Hanoi Graceland



Hanoi Graceland is better known as the Ho Chi Minh complex. It is a designated area in the city where the Presidential Palace, the One Pillar Pagoda, the Ho Chi Minh Museum and Mausoleum are located. Ho Chi Minh is like Elvis, resting eternally in a complex devoted to celebrating his life. (Except that he wasn't really known for his music.) Ho Chi Minh is revered as a nationalist communist leader that liberated the Vietnamese people from French colonialism.

Thousands of visitors, both foreign and domestic, flock to this site and take photos of 'artifacts' such as, "The pen that Ho Chi Minh once used", "His telephone", "His handkerchief" and "A sample of his writing". The essence of Ho Chi Minh is somehow embodied in the objects that he once touched.

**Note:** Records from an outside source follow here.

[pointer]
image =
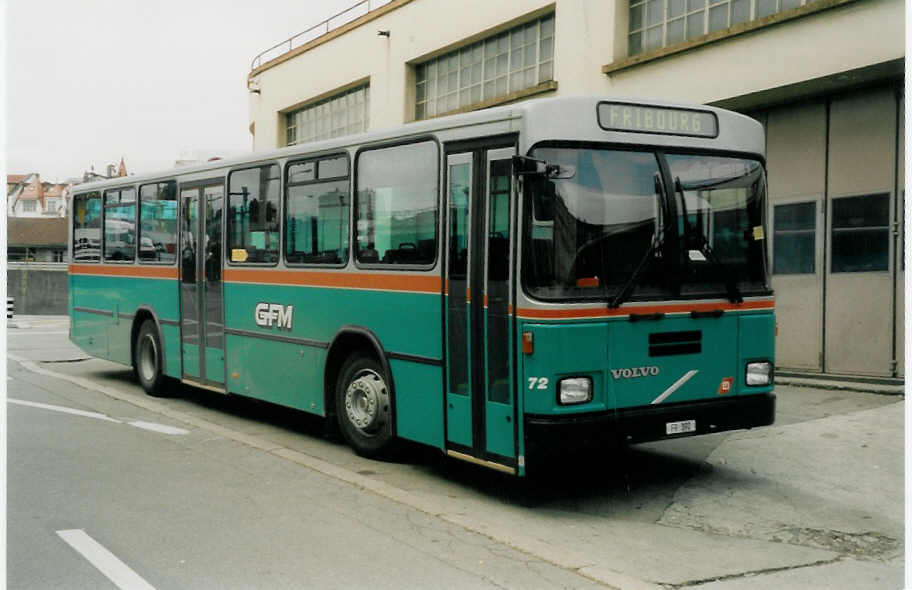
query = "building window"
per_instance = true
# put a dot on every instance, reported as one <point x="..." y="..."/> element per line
<point x="158" y="222"/>
<point x="514" y="60"/>
<point x="861" y="233"/>
<point x="120" y="224"/>
<point x="794" y="231"/>
<point x="341" y="114"/>
<point x="253" y="215"/>
<point x="396" y="206"/>
<point x="654" y="24"/>
<point x="316" y="211"/>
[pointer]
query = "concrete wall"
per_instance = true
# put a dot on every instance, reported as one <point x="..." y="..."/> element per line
<point x="848" y="37"/>
<point x="588" y="36"/>
<point x="38" y="292"/>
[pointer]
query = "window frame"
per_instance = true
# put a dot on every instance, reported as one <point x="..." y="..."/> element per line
<point x="226" y="183"/>
<point x="176" y="222"/>
<point x="104" y="221"/>
<point x="666" y="19"/>
<point x="351" y="189"/>
<point x="815" y="231"/>
<point x="833" y="230"/>
<point x="510" y="69"/>
<point x="355" y="201"/>
<point x="290" y="116"/>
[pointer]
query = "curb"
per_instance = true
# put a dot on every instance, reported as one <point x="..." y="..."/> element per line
<point x="842" y="385"/>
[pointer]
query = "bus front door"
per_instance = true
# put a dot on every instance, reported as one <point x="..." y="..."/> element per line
<point x="201" y="301"/>
<point x="480" y="394"/>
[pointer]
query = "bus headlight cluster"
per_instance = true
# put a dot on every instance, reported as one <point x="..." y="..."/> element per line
<point x="574" y="390"/>
<point x="759" y="373"/>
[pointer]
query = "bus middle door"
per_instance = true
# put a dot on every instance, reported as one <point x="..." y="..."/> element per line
<point x="480" y="394"/>
<point x="201" y="294"/>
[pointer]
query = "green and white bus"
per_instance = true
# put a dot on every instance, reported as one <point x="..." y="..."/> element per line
<point x="533" y="276"/>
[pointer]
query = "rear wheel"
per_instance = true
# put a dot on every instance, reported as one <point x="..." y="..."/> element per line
<point x="364" y="406"/>
<point x="148" y="359"/>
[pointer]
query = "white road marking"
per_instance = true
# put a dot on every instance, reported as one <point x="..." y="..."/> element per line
<point x="95" y="415"/>
<point x="675" y="386"/>
<point x="35" y="333"/>
<point x="105" y="561"/>
<point x="154" y="427"/>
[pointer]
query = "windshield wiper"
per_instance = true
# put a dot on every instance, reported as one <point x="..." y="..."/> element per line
<point x="622" y="296"/>
<point x="734" y="295"/>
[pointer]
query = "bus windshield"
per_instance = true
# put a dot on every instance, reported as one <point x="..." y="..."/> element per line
<point x="610" y="226"/>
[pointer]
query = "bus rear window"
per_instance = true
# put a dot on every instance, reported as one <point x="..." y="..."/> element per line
<point x="87" y="227"/>
<point x="396" y="207"/>
<point x="120" y="224"/>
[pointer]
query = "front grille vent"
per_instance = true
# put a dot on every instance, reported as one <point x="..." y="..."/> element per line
<point x="675" y="343"/>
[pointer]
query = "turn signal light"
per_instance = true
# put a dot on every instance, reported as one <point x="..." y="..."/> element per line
<point x="527" y="343"/>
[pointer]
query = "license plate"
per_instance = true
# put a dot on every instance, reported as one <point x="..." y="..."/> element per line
<point x="680" y="427"/>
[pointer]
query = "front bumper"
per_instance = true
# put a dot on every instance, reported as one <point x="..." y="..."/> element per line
<point x="647" y="423"/>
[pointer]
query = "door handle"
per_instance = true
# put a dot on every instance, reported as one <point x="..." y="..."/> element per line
<point x="639" y="317"/>
<point x="712" y="313"/>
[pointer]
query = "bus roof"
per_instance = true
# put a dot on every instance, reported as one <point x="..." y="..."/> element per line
<point x="544" y="119"/>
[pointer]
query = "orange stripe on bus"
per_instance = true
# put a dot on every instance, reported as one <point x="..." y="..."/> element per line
<point x="146" y="272"/>
<point x="532" y="313"/>
<point x="381" y="282"/>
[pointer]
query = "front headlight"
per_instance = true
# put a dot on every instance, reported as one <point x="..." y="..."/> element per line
<point x="759" y="373"/>
<point x="574" y="390"/>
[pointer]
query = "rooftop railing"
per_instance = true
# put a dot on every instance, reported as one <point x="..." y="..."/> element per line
<point x="334" y="22"/>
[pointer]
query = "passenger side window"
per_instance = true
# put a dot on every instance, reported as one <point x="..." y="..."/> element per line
<point x="87" y="227"/>
<point x="253" y="215"/>
<point x="317" y="203"/>
<point x="396" y="206"/>
<point x="120" y="224"/>
<point x="158" y="222"/>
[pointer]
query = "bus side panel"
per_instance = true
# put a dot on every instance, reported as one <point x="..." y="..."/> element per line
<point x="278" y="372"/>
<point x="419" y="403"/>
<point x="286" y="365"/>
<point x="107" y="335"/>
<point x="171" y="344"/>
<point x="88" y="330"/>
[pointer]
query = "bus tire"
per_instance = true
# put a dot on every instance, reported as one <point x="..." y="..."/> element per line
<point x="364" y="406"/>
<point x="148" y="359"/>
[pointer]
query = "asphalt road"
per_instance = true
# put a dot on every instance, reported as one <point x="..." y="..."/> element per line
<point x="202" y="491"/>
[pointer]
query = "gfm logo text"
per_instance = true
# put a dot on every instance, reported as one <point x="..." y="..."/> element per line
<point x="267" y="315"/>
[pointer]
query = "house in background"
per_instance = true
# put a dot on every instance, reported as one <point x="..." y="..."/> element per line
<point x="28" y="196"/>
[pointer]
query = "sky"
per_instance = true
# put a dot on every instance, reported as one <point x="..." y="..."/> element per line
<point x="89" y="82"/>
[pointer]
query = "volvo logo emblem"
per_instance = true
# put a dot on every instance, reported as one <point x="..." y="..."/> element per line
<point x="631" y="372"/>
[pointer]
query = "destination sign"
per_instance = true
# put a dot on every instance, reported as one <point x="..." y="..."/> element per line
<point x="615" y="116"/>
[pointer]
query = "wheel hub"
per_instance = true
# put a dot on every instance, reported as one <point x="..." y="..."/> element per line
<point x="367" y="402"/>
<point x="148" y="358"/>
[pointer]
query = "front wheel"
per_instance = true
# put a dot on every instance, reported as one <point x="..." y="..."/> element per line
<point x="364" y="406"/>
<point x="148" y="359"/>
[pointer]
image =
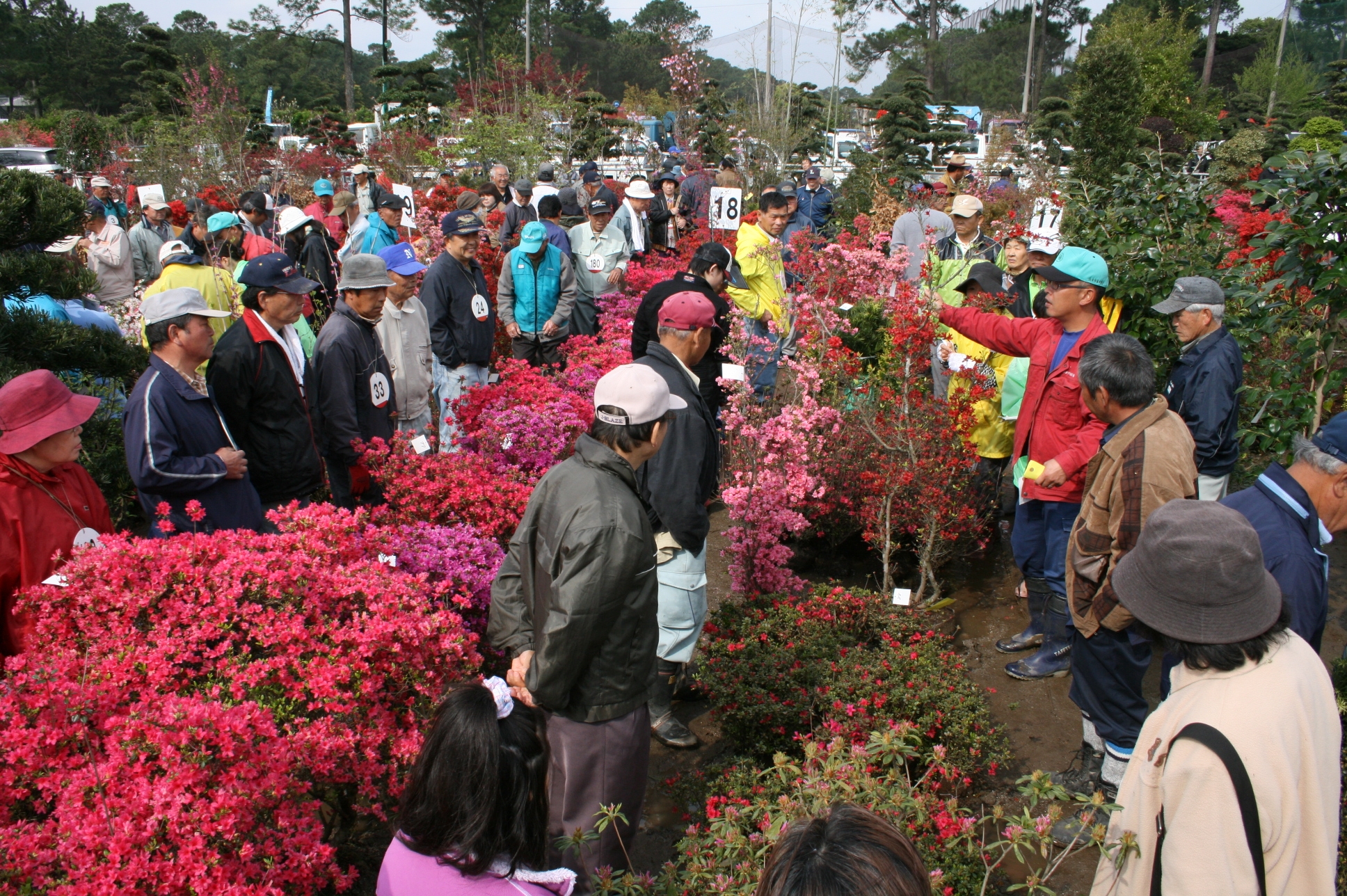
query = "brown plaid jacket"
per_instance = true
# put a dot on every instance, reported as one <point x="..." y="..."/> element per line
<point x="1147" y="464"/>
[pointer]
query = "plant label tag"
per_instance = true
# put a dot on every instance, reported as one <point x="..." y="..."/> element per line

And lining up to see the beautiful colonial architecture embodied in the yellow Presidential Palace is akin to lining up for Space Mountain in Disneyland. Busloads of tourists get dumped here on any given day. It makes you just want to break out in song, "It's a small, small world..."

There are also several trippy exhibitions (mounted perhaps during the late 1960-70s) which are large-scale artistic oeuvres that are supposed to represent Ho Chi Minh's contributions to Vietnam's prosperity in a symbollic manner. Much is open to interpretation. I remember walking into a room with a life-size model of the solar system and saying, "I don't get it". And then there was another exhibit with a huge table with fruit and a gigantic watermelon which left me scratching my head thinking, "Whaaaaaaa?". I'm sure the more I spend time in Vietnam, a lightbulb will go off in my head, "Riiiiiiight. The watermelon, Ho Chi Minh. Toooootally."

The entire complex is designed in such a way that it feels imposing. The buildings are not built to human scale, with the effect that one feels very small and powerless on the terrain. The vast open square that fronts the museum and the mausoleum is also quite vacuous, and this space tricks the eye into thinking that the buildings are much bigger than perhaps they actually really are. One just ends up feeling somehow humbled by it all. Maybe that was the point about the giant watermelon?

Unfortunately, I was unable to come face to face with this legendary man himself during my visit. Therefore, I will have to return to visit Uncle Ho in his place of rest on December 1st. The official story is that once a year, he goes out for "maintenance" in Russia. I don't think that entails lypo or botox.